Pour entretenir le forage, son eau est vendue à 5  FCFA le seau et à 25 FCFA trois grandes bassines pour constituer un fond d’entretien. D’autres stratégies sont en étude pour disposer des fonds nécessaires pour supporter le passage du solaire à l’électricité du forage. Le même forage est réalisé à 15 km de kawa avec le même financement d’EBOMAF.

La situation hydraulique nationale

Au Togo, en matière d’approvisionnement en eau potable, on distingue trois zones d’intervention : le milieu rural, le milieu semi-urbain et le milieu urbain. Le taux de desserte en eau potable a connu une nette amélioration au Togo en passant de 42% en 2005 à plus 52% aujourd’hui. La moyenne nationale est de 34%. Le taux est de près de 58% en milieu rural, de 50% en milieu urbain et de 47,20% en milieu semi-urbain. Le taux de desserte est évalué à 39% dans les chefs-lieux de préfectures et sous-préfectures et 44% à Lomé.

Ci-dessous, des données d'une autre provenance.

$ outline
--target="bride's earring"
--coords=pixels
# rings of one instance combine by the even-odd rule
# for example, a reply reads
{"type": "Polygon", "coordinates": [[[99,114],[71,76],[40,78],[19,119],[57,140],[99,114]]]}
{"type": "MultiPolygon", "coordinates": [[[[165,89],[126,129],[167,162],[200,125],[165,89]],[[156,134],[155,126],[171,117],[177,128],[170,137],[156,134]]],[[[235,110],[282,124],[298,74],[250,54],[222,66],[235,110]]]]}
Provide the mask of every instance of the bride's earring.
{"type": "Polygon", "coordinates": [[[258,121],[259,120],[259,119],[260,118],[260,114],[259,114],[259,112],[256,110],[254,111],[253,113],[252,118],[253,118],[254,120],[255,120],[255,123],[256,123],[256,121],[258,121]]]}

Le Code de l’eau a été adopté le 8 juin 2010 et constitue une base légale de la politique de l’eau au Togo. Son principe directeur repose sur la gestion intégrée des ressources en eau par bassins versants, pour assurer aux populations un accès équitable à l’eau potable et à l’assainissement, et garantir la préservation de l’environnement. La politique nationale de l’eau, telle qu’envisagée dans le texte de 2005 et repris dans les autres textes, s’articule autour de trois concepts à savoir l’eau et santé, l’équité du service publique puis l’eau payante.